Lemmings are mouse-like creatures indigenous to the sub-arctic circle. Legend has it that when they over-populate, they rush en mass off cliffs into the sea until the herd is sufficiently thinned to sustain itself. At that point, the remaining members halt the stampede and resume procreating in preparation for the next such outing.

The wags at the old National Lampoon analyzed this phenomenon and concluded that the brighter lemmings would most likely be found at the rear of the pack. They then coined the term "lemming effect" to describe any voluntary self-extinction undertaken by less able specimens for the good of the group.

The concept was reminiscent of former baseball executive Branch Rickey's remark that the removal of a troublesome player from his roster was "addition by subtraction" and provided a convenient shorthand for describing the collective hazards of over-population and the individual consequences of stupidity. Unfortunately, the lemmings haven't really cooperated.

Biologists, displaying that annoying scientific tendency to debunk useful myths, insist that rodents are not suicidal. They explain that when lemmings jump into water, the animals are attempting to migrate to the other shore. Sometimes they make it; sometimes they don't.

When production on White Wilderness began in Canada, film makers imported lemmings from Norway to re-create the climatic mass extinction. Because the film was not an animated feature, they were stuck trying to get the little critters to follow the script.

As the Nordic vermin exhibited no apparent inclination toward self-destruction, the film crew reportedly herded them onto a rotating platform, thus forcing hundreds of otherwise well-adjusted rodents to hurl themselves off a cliff into a river near Calgary, which was supposed to be the Arctic Ocean. Strange behavior for a company whose beloved corporate logo is a mouse.

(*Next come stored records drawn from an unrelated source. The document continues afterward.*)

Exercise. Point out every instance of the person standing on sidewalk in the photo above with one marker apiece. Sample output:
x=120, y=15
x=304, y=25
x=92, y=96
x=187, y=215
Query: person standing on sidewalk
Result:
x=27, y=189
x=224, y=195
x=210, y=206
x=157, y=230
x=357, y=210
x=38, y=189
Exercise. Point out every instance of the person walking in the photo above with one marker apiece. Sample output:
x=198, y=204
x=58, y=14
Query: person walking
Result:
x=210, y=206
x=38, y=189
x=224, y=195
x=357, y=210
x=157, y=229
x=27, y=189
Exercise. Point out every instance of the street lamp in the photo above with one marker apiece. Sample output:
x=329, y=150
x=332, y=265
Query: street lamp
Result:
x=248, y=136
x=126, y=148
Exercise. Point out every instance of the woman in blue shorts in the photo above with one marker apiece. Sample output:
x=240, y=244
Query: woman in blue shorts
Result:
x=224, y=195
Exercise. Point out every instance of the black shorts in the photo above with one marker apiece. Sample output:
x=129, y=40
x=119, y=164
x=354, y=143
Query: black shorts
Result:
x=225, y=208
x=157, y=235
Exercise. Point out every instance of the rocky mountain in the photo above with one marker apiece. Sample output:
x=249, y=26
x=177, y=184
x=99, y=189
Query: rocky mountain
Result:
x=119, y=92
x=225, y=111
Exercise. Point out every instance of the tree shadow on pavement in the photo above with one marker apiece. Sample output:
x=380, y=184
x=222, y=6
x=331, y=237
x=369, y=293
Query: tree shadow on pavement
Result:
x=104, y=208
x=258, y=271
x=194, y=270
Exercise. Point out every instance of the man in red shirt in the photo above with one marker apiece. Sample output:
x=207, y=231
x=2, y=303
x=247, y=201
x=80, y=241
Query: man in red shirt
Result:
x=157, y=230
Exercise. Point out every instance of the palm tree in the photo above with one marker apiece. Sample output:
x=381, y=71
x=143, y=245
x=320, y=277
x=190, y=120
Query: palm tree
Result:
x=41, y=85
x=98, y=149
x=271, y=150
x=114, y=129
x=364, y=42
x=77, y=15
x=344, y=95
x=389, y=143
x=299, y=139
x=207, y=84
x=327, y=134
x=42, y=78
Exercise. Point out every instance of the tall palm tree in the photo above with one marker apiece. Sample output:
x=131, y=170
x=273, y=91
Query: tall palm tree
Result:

Whether a function of modern man's relative isolation from nature, or the generally sanguine depiction of the wild in films produced by companies like Disney, there seems to be a growing tendency for private individuals to adopt exotic pets -- often with disastrous consequences.

  • Last February in Connecticut, Travis, a 200-pound pet chimpanzee, mauled 55-year-old Charla Nash. She was left without hands, nose, lips, eyelids and her facial structure. After police shot and killed Travis, his owner, Sandra Herold, explained that her pet was normally affectionate and playful. She expressed hope that the practice of living with wild apes wouldn't be condemned because of one aberrant incident.
  • Another pet chimp recently had a bad hair day in rural Missouri. Timmy, who had escaped from home, was killed by police after he opened the driver's door of a squad car and attacked the officer inside.
  • In Florida, Cathie Ake was crushed to death by her 1,800 pound pet camel when he attacked her during mating season.
  • Timothy Treadwell, the posthumous star of the documentary, Grizzly Man, went camping with his girlfriend among the wild bears in an Alaskan nature preserve. Apparently, one of the grizzlies didn't get the memo about not being a threat to humans because their remains were later found by park rangers.
  • Earlier this week at the Berlin Zoo, a female visitor scaled the wall at the polar bear pit and dove into a pool within to swim with the magnificent beasts. She's currently recovering from extensive bite wounds as zoo-keepers were able to distract the attacking bears long enough to pull her to safety. Her rescuers speculate that she was trying to befriend the animals.

Mass suicide among rodents may be dead as a scientific concept, but the lemming effect is apparently alive and well.

M.W. Guzy is a retired St. Louis cop who currently works for the city Sheriff's Department. His column appears weekly in the Beacon.